Sementara itu pemimpin junta, Min Aung Hlaing, menegaskan kembali janji untuk berupaya melaksanakan pemilu, namun ia pun menjelaskan bahwa militer harus terlebih dulu mempertahankan peran utamanya.

"Militer akan selalu menjadi "penjaga kepentingan negara dan rakyat di bawah pemerintahan manapun," kata dia seperti dikutip dari MRTV .

Pengumuman itu dikeluarkan ketika jalan-jalan dikosongkan dan toko-toko tutup di seluruh Myanmar sebagai protes terhadap peringatan dua tahun terjadinya kudeta.

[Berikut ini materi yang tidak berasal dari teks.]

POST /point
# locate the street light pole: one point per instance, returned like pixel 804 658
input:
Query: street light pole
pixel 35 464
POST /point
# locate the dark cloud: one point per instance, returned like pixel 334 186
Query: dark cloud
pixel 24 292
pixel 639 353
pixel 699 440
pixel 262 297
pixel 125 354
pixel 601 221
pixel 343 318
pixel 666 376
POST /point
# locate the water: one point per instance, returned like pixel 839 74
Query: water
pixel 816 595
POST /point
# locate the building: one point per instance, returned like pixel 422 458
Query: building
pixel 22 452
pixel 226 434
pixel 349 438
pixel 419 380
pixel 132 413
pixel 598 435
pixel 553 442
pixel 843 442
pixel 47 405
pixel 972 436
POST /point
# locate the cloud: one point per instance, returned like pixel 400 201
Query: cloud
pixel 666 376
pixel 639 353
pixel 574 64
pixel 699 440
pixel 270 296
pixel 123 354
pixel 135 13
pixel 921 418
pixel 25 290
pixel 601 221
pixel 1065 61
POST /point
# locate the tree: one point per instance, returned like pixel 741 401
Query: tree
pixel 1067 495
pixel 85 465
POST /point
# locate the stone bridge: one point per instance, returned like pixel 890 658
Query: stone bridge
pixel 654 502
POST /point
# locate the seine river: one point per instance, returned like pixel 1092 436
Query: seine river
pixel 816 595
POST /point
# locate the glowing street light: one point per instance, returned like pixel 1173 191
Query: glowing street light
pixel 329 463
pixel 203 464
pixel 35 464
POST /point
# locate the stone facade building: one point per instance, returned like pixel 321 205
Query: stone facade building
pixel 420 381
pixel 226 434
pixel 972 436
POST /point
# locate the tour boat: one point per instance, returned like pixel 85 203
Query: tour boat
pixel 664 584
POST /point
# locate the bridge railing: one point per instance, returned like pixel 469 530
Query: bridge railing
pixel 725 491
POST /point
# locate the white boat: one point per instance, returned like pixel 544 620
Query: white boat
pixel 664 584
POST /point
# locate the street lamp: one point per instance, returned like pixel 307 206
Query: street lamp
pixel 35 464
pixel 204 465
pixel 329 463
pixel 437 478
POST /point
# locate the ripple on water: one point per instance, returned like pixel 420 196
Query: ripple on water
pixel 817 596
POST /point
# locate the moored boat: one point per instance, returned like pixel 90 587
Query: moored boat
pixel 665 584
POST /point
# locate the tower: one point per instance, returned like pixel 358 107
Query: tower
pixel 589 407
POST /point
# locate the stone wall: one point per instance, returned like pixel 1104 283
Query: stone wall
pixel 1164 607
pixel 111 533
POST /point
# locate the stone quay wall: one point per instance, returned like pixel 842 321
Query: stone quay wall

Jalanan yang kosong itu kontras dengan aksi protes besar-besaran yang terlihat pada pekan-pekan awal setelah kudeta tahun 2021, yang mereda saat menghadapi tindakan keras berdarah oleh pasukan keamanan.

Min Aung Hlaing mengatakan bahwa sementara demonstrasi jalanan telah berakhir, kekerasan masih ada dai ia menuduh kelompok antijunta telah menghambat rencana pemilu. "Teroris masih meneror, mengganggu, membunuh, dan menghancurkan," kata dia.

Reaksi Amerika

Menanggapi perpanjangan keadaan darurat itu, Amerika Serikat (AS) segera menyuarakan kecaman. "AS sangat menentang keputusan rezim militer Burma untuk memperpanjang keadaan darurat yang berarti memperpanjang aturan militer yang tidak sah dan penderitaan yang ditimbulkannya pada negara itu," kata juru bicara Kementerian Luar Negeri AS, Ned Price, seraya menegaskan bahwa AS bertekad untuk berupaya dengan negara lain untuk menyangkal kredibilitas rezim secara internasional.

Price juga mengecam pelaksanaan pemilu oleh junta yang disebut-sebut akan memperburuk kekerasan dan ketidakstabilan serta tidak akan mewakili rakyat itu.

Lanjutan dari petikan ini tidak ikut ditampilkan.